The other area of concern is the upward trajectories of the reported STDs. Residents have made a concerted effort to increase sexual awareness and education. Public schools have increased the rigor with which they teach sexual health. As recently as 2012, the state had no concrete guidelines for sexual education. There were no requirements on what should and should not be taught. Efforts have improved, but poor education is a large contributor to the state’s chlamydia problem.
Without comprehensive sex education classes, most students do not understand the importance of regular testing. They also don’t know that the simple procedure is one of the most effective ways to stop the spread of STDs. Regular Herpes testing in Minnesota can help protect high school students from the transmittable disease, and lower infection rates. Regular HIV testing in Minnesota is also critical, especially now that incident rates are rising.
Analyzing demographics enables state health professionals to see where they need to target their awareness efforts. Minnesota is home to several dense city centers and college populations are strong across the state. With large centers of young people living together, it’s a perfect recipe for an outbreak without proper testing and education.
Considering chlamydia is the primary issue facing residents, the demographic data for that disease is considered especially significant. African American communities are 9 times more likely to deal with chlamydia than other communities in the state. Native Americans are also 4 times as likely to have the disease.

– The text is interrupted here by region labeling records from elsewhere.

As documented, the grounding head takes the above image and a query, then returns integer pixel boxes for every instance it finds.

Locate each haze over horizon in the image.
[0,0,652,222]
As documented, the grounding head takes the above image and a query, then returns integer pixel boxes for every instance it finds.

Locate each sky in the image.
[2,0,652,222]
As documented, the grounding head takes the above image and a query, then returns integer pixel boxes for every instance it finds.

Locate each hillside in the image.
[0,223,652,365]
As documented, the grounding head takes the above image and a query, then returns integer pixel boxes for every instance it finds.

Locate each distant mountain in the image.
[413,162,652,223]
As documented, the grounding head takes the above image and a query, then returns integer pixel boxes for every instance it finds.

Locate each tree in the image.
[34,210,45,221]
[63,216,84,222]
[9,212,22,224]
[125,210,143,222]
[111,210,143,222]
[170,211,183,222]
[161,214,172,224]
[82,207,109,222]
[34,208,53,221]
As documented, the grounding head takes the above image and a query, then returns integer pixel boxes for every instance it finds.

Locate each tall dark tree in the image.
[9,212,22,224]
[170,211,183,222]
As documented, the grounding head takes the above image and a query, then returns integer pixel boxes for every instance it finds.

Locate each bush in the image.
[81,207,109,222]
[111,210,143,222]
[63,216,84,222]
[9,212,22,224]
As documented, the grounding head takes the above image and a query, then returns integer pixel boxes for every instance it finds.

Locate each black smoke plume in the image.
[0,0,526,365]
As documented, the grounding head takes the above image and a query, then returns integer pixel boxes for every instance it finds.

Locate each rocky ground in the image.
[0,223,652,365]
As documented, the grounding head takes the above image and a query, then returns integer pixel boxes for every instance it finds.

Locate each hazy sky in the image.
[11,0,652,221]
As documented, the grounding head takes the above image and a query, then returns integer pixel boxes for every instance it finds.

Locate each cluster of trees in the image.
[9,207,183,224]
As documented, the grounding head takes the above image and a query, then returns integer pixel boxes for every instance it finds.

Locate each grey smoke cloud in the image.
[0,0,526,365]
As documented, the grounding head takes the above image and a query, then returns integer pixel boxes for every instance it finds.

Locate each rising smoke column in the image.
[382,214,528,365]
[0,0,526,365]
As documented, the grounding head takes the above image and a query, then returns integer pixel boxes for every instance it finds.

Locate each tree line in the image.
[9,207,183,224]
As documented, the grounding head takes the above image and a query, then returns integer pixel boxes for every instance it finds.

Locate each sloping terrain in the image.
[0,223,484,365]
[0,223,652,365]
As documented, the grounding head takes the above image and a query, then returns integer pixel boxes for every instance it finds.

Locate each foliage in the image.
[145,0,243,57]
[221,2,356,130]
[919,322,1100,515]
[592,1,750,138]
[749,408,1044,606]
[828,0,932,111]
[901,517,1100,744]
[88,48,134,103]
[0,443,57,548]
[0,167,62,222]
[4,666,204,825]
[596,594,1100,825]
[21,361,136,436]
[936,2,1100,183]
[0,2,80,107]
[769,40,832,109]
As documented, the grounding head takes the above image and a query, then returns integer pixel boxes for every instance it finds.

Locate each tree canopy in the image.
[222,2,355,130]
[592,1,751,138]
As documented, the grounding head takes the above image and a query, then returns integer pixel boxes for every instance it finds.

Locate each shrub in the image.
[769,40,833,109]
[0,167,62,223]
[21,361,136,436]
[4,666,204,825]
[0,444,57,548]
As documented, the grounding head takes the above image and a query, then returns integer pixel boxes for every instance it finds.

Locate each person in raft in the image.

Much of the disparity across racial lines is due to poverty and lack of access to education. Due to the state’s struggles with implementing sexual education, it’s no surprise that lower income students feel this burden the most.
Without access to affordable treatment or sexual health education, it’s difficult for communities to keep themselves safe and healthy. As education efforts increase, clinicians hope to assist at-risk communities in controlling the spread of STDs. The more people in these communities know about the resources that are available, the less STDs will spread. If you know a member of one of these at-risk communities, consider showing them the free clinics in their area.
The rising STD rates across the state means that everyone is potentially at risk, regardless of sexual activity. It is understandable if you want to avoid the long lines at the community STI clinics, and now you don’t have to spend the day in a crowded waiting room. With one phone call, you can easily schedule confidential STD testing. Since it only takes a few minutes at a local lab, you still have plenty of time left to catch the daily sales at the fabulous Mall of America.